Life is ironic: After the short rant about company willingness to use data mining, I was asked to mentor a client on it! They wanted to investigate the predictive capability of time series modelling.
Regardless of whether mining is applied in a descriptive or predictive manner, Analysis Services makes it easy to include some facet of data mining into operations (or at least investigate it). The use of DMX (Data Mining Extensions) makes it simple to create the model and obtain values from it and is equivalent to SQL for data mining. Some are surprised to find that BIDS is not required to create, train and query the model.
In this example, we will predict a sinusoidal curve using the time series algorithm. The curve takes the form as seen in the picture below;
There are three basic steps to obtaining the predictions. Firstly, the model has to be created. For all intensive purposes, this is the implementation of one mining algorithm with a distinct set of parameters. The model relies on a structure which defines the meta-data for input but, just as in BIDS, the creation of a model will automatically create the structure for model use. Secondly, the model needs to be trained, and finally, the model can be queried.

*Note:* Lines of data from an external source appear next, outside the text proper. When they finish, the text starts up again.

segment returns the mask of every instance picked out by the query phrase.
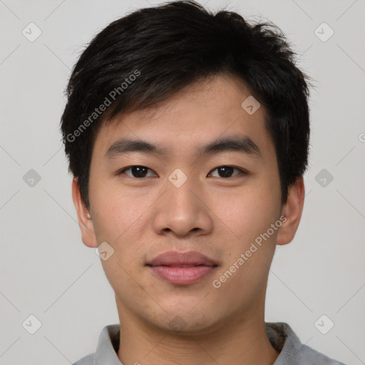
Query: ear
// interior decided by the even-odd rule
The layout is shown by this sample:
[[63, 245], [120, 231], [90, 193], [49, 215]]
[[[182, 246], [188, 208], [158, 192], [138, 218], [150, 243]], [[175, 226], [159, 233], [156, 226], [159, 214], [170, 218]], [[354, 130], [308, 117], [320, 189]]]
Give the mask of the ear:
[[304, 182], [303, 177], [298, 177], [289, 187], [287, 202], [282, 209], [282, 226], [278, 230], [277, 245], [287, 245], [292, 241], [299, 225], [304, 204]]
[[97, 247], [97, 240], [95, 237], [94, 225], [90, 213], [83, 202], [80, 193], [80, 187], [77, 179], [72, 180], [72, 200], [76, 208], [78, 225], [81, 230], [81, 238], [84, 245], [88, 247]]

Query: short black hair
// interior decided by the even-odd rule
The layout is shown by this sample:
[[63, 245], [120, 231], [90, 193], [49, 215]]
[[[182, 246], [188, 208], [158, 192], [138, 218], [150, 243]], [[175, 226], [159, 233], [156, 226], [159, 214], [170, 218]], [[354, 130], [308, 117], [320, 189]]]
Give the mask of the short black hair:
[[307, 169], [309, 145], [309, 78], [295, 66], [295, 56], [271, 22], [250, 24], [227, 10], [213, 14], [192, 1], [138, 9], [113, 21], [83, 51], [65, 92], [65, 151], [86, 207], [100, 126], [218, 74], [240, 78], [264, 107], [285, 203], [289, 187]]

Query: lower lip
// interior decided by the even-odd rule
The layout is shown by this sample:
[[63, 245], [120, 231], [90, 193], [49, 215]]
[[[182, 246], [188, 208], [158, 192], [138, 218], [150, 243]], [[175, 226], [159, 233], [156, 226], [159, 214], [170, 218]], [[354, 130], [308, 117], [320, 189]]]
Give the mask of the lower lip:
[[210, 274], [215, 266], [194, 266], [192, 267], [171, 267], [169, 266], [152, 266], [150, 268], [161, 279], [176, 285], [188, 285], [201, 280]]

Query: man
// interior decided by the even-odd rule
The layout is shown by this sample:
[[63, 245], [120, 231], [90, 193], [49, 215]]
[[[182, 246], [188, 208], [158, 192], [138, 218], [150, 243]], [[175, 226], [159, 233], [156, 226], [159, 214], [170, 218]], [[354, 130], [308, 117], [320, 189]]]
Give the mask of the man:
[[61, 128], [120, 324], [77, 365], [340, 364], [264, 322], [275, 245], [304, 198], [294, 58], [274, 26], [192, 1], [135, 11], [83, 51]]

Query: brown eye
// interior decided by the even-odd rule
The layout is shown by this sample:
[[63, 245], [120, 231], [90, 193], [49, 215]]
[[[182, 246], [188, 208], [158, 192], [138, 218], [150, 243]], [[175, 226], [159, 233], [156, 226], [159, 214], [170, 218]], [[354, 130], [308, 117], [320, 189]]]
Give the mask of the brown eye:
[[127, 173], [125, 173], [125, 175], [130, 176], [131, 178], [145, 178], [147, 176], [148, 170], [152, 171], [152, 170], [149, 169], [148, 168], [146, 168], [145, 166], [135, 165], [133, 166], [129, 166], [128, 168], [123, 168], [121, 171], [119, 172], [118, 175], [125, 173], [125, 172], [128, 170], [130, 170], [132, 175], [130, 175]]
[[[237, 176], [237, 175], [240, 175], [238, 173], [232, 176], [235, 170], [237, 170], [237, 171], [242, 173], [245, 173], [245, 172], [243, 171], [242, 170], [238, 168], [235, 168], [233, 166], [219, 166], [218, 168], [215, 168], [212, 171], [215, 171], [215, 170], [217, 170], [219, 175], [219, 176], [217, 176], [217, 178], [232, 178]], [[210, 173], [210, 175], [211, 175], [211, 173]], [[215, 178], [216, 176], [213, 177]]]

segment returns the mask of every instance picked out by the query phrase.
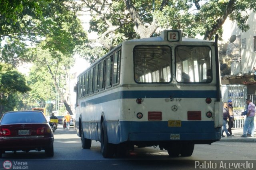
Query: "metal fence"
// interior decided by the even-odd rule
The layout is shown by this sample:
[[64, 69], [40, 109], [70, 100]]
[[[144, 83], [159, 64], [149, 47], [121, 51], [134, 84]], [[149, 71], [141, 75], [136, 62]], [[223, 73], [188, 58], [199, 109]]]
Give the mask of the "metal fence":
[[228, 102], [228, 100], [231, 99], [233, 107], [235, 108], [234, 110], [235, 119], [233, 128], [243, 128], [244, 121], [240, 115], [247, 107], [246, 103], [248, 97], [246, 86], [242, 85], [222, 85], [221, 91], [222, 101]]
[[252, 100], [252, 102], [253, 103], [254, 105], [256, 104], [256, 95], [248, 94], [248, 98]]

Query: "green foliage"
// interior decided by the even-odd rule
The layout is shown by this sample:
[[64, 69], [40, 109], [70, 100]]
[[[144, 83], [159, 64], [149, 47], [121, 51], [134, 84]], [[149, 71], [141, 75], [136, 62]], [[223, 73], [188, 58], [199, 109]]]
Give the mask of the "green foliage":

A model can be created by simply using the CREATE MIING MODEL SYNATX (as below). Model columns must be defined by name, data type and content type. Content types define behaviour (eg role as key and time) and data behaviour (DISCRETE, CONTINUOUS, DISCRETIZED). Additionally, prediction columns (ones being predicted) require a prediction request (PREDICT OR PREDICT_ONLY).
CREATE MINING MODEL [SinPredict]
Degree LONG KEY TIME
, SinValue DOUBLE CONTINUOUS PREDICT
As stated, the creation of the model will automatically create a structure. By default, the structure name will be the models name with a ‘_Structure’ suffix (eg SinPredict_Structure). Had we wished to specify the structure first (also perfectly valid) and append the model to it, we could use the create / alter-append syntax below.
— Create structure
CREATE MINING STRUCTURE [SinTimeSeries]
Degree LONG KEY TIME
, SinValue DOUBLE CONTINUOUS
— Append the model
ALTER MINING STRUCTURE [SinTimeSeries]
ADD MINING MODEL [SinPredict]
, SinValue PREDICT
) USING MICROSOFT_TIME_SERIES
Once the model has been created, it can be trained (or populated). Queries run against an unprocessed model will err as will trying to re-train the model without first deleting prior contents. The generic form of training is an insert statement. For example,
INSERT INTO Model(Columns)
<< The RowSet >>
Since the generation of sinusoidal data for training can be easily accomplished with a CTE, an OPENROWSET statement to an SQL server can be used to populate the model (note the cte provided the chart above). The DMX query to populate the model is;
INSERT INTO SinPredict(Degree, SinValue)
, ‘Provider=SQLOLEDB.1;Integrated Security=SSPI;Initial Catalog=master;Data Source=.\SQL2008R2’
, ‘ WITH Deg AS
SELECT CAST(1 AS MONEY) AS Deg
UNION ALL SELECT Deg + 1
WHERE Deg < 180
SELECT *, CAST(SIN(Deg/9) AS MONEY) AS SinValue
FROM Deg OPTION (MAXRECURSION 180)’
Note that, by default, rowset queries are not enabled in SSAS and shouls be configured in server properties. These are basic (open rowset queries) and advanced properties (allowed providers).
Once the model has been trained, it can be queried. For time series, we can use the PREDICT or PREDICTTIMESERIES
functions (both achieve the same result) and forecasts the next n values. By default, the model returns results in the nested form which can be flattened using the keyword (as below).
SELECT PREDICTTIMESERIES(SinValue, 20)
SELECT FLATTENED PREDICTTIMESERIES(SinValue, 20)
One of the interesting observations about time series predictions is that the sequence identifier values are incremented from the last value in the training record set. These values are not predicted as part of the prediction function which becomes apparent when using smart keys. For example a date smart key in the form of YYYYMMDD with the last training value of 20110520 (20-May-2011) will predict incrementally from 21-May. When 30 is reached, the next sequence number is 31, then 32 and so on.
The use of DMX offers a simple way of implementing SSAS data mining. This simple example demonstrates how to create a time series model, train it and then predict from it.